Durch das Foyer, das Vestibül und den Stallgang hastete ebenfalls eine erregte, schwatzende und lachende Menschenmenge.

Ein buntes, lebensprühendes Bild, welches selbst das Auge des Pessimistischsten und Blasiertesten in interessiertem Schauen aufleuchten ließ.

Namentlich der Stallgang bot viel des Reizvollen und Wechselreichen.

Die Jockeis und Stallknechte rannten in ihrem glänzenden Kostüm oder der blauen, silberverschnürten Gala geschäftig hin und her, rissen dort die mächtige Drillichplane von den bunt bemalten Requisiten, welche die schallende Stimme des Regisseurs zum »parat« kommandierte, hasteten nach der Sattelkammer, um prächtige Zaumzeuge, Sättel und Panneaus nach den Ställen zu schleppen, oder folgten dem ungeduldigen Auf nach den Garderoben, wo vergeßliche Artisten noch diesen oder jenen Auftrag schnell erledigt haben wollten. Die ganze mitwirkende Terrasse versammelte sich, – kokette Tänzerinnen in Flor und Gaze, die Reiter in malerischen Kostümen, die Clowns in der übertriebenen Gigerleleganz oder den altgewohnten Pluderhosen, mit farbigen Perücken und grotesker Maske, – dabei stets neu, originell, zu jubelndem Gelächter reizend.
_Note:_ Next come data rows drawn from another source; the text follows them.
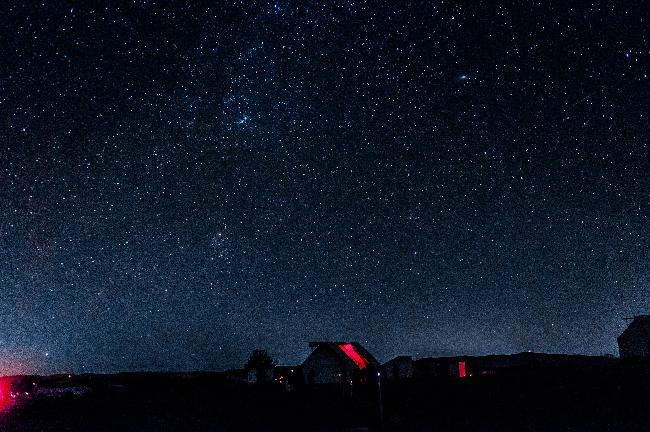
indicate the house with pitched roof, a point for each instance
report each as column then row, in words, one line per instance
column 338, row 363
column 635, row 339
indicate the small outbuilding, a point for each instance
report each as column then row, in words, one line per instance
column 635, row 339
column 338, row 363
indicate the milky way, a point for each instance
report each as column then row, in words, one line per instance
column 182, row 184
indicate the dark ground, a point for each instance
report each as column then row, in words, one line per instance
column 611, row 399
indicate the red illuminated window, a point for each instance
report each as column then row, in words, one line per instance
column 462, row 371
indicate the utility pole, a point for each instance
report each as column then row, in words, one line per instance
column 381, row 405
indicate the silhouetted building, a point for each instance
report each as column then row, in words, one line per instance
column 635, row 339
column 511, row 364
column 338, row 362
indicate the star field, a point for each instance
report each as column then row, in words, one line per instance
column 181, row 184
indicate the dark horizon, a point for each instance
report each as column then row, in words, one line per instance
column 182, row 184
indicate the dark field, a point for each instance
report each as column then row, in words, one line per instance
column 611, row 399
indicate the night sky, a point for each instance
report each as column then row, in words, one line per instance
column 181, row 184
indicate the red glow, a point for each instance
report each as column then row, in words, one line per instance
column 5, row 394
column 354, row 355
column 462, row 372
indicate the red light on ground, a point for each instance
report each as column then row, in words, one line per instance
column 354, row 355
column 462, row 371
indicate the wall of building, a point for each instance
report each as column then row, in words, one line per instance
column 323, row 367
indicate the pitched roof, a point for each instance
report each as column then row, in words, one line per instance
column 353, row 351
column 639, row 327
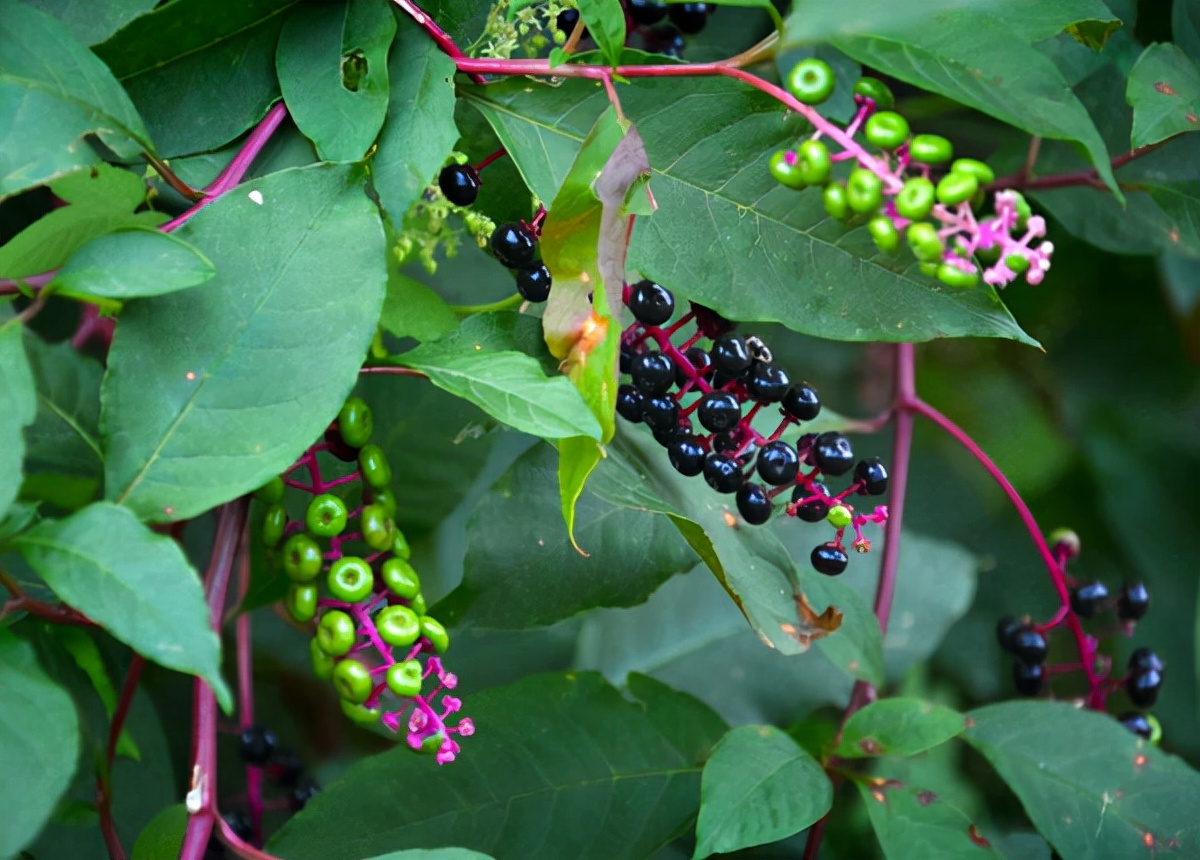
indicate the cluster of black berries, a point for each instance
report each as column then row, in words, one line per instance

Dort kläffen die dressierten Doggen, wiehern ungeduldig die Pferde, klingt Kommando und Peitschenknall, und hinter dem mächtigen Vorhang tönt das Lachen, Schwatzen, Kommen und Gehen des Publikums wie grollende Meeresbrandung, durch welche Geigen und Trompeten ihr Willkommen jauchzen.

Die Logen haben sich bis auf den letzten Platz mit der elegantesten Gesellschaft gefüllt.

Reizende Frauen- und Mädchengesichter, Damen in erlesensten Toiletten und Herren in tadellosem Zivil oder der geschmackvollen Garde-Uniform reihen sich zu farbenbuntem Kranz.

In der Loge nächst dem Stallgang hat eine Anzahl junger Kavallerie-Offiziere Platz genommen.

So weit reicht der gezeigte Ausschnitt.